À la suite de la guerre israélo-américaine de douze jours contre l’Iran, les programmes de Téhéran ont été endommagés, mais ils ne sont pas hors service. Leur reconstruction et leur restauration sont en cours. Les inquiétudes grandissent quant à la difficulté de négocier avec l’Iran, maintenant que la menace de guerre a perdu de son efficacité et que les sanctions ont épuisé leur utilité. Il est désormais nécessaire de proposer des incitations pour ramener l’Iran à la table des négociations. Mais la crainte est que ces incitations ne finissent par ressembler à une acceptation des conditions iraniennes, celles-là mêmes qui avaient provoqué l’échec des négociations précédentes en raison du refus américain de l’enrichissement domestique iranien. Ce qui était censé être une défaite pour l’Iran pourrait ainsi se transformer en victoire.

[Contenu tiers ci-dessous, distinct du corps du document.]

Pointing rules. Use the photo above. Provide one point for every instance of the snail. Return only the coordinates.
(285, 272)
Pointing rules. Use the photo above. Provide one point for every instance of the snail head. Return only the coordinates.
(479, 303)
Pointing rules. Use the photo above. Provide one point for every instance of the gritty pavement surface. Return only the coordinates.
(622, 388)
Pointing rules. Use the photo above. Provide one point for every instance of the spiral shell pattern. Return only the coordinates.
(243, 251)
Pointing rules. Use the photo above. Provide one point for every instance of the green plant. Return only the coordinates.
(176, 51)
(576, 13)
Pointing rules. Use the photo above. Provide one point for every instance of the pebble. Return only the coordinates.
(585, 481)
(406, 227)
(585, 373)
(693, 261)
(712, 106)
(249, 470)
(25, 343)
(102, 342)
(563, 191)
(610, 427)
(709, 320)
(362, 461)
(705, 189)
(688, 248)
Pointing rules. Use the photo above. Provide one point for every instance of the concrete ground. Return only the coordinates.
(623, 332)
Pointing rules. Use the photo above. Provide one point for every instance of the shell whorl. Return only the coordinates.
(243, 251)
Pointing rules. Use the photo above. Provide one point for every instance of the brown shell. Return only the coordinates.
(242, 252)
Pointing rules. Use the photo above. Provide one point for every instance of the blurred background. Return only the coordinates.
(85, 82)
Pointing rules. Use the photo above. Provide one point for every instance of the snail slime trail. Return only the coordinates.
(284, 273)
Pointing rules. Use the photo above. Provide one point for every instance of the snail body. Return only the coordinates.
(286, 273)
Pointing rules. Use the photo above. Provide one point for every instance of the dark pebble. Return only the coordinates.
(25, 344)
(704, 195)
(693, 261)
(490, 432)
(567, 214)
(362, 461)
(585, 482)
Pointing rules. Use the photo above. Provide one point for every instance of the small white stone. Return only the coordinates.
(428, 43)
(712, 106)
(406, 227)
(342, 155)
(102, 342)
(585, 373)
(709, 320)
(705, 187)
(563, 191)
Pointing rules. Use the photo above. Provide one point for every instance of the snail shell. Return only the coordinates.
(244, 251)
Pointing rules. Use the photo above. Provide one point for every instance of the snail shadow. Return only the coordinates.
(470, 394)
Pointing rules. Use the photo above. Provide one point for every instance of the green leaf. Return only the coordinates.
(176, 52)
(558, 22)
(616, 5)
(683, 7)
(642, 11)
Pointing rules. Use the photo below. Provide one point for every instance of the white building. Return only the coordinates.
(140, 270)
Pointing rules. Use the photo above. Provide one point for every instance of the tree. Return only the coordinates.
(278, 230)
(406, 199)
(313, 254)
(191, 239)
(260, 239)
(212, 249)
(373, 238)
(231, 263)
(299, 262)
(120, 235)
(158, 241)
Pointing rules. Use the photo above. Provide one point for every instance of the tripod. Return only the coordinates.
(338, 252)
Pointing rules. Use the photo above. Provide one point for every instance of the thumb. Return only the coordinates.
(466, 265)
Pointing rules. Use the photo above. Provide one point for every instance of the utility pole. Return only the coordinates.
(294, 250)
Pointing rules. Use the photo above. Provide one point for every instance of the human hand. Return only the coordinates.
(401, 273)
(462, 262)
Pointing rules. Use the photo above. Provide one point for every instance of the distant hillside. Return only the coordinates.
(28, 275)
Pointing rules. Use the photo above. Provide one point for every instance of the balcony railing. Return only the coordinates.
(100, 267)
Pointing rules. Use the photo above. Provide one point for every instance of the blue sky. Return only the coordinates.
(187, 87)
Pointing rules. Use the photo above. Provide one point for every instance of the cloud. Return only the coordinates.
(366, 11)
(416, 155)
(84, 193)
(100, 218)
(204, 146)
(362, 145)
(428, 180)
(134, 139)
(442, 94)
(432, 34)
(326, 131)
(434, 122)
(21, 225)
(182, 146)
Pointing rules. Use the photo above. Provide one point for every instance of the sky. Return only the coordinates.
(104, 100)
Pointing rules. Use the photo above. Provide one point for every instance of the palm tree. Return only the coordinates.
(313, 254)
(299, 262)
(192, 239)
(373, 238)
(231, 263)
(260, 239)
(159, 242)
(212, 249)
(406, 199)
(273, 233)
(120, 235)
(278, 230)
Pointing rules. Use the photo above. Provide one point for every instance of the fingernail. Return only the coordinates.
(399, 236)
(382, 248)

Cela soulève également d’autres questions concernant le sort de l’uranium hautement enrichi de l’Iran et alimente les craintes croissantes quant à l’existence possible d’un programme nucléaire secret—en particulier depuis que l’Iran a suspendu sa coopération avec les inspecteurs de l’Agence internationale de l’énergie atomique (AIEA).

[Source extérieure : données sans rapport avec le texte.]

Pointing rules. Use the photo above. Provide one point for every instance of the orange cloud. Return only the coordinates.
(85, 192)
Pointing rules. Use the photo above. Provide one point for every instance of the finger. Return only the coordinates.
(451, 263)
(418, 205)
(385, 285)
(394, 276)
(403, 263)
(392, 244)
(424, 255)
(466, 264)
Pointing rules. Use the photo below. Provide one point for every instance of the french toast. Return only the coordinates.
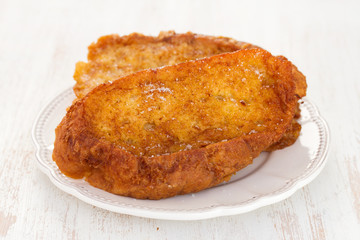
(179, 129)
(112, 57)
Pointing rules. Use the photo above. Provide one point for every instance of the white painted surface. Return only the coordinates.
(40, 43)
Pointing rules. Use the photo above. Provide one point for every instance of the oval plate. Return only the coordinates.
(271, 178)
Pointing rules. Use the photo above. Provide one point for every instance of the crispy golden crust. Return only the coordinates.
(84, 147)
(113, 56)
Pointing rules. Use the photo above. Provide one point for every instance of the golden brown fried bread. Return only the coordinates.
(113, 56)
(181, 128)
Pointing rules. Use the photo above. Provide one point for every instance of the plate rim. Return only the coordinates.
(188, 214)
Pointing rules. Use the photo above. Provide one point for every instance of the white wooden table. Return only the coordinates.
(40, 42)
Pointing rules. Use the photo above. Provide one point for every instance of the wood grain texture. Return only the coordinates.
(40, 43)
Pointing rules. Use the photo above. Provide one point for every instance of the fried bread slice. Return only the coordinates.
(178, 129)
(112, 57)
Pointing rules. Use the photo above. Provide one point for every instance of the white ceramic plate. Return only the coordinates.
(271, 178)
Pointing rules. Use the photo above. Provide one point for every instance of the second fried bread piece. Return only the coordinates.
(178, 129)
(113, 56)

Pour les puissances occidentales, tout cela renforce l’urgence de parvenir à un nouvel accord nucléaire—même si cela signifie accepter des conditions favorables à l’Iran et considérer les dégâts subis par son programme comme un retard temporaire plutôt qu’un revers stratégique.Depuis plus de quatre décennies, l’Iran subit une pression constante—économique, diplomatique et militaire. Depuis la révolution islamique de 1979, la République islamique a enduré une guerre de huit ans avec l’Irak, un siège de sanctions imposé par les États-Unis et leurs alliés, une isolation internationale et des tentatives continues de déstabilisation de son système de gouvernance. Elle a été étiquetée comme un État paria, son économie a été étouffée, et son peuple a payé le prix fort d’une campagne visant à la contenir, l’affaiblir, la pousser au chaos ou à un changement de régime.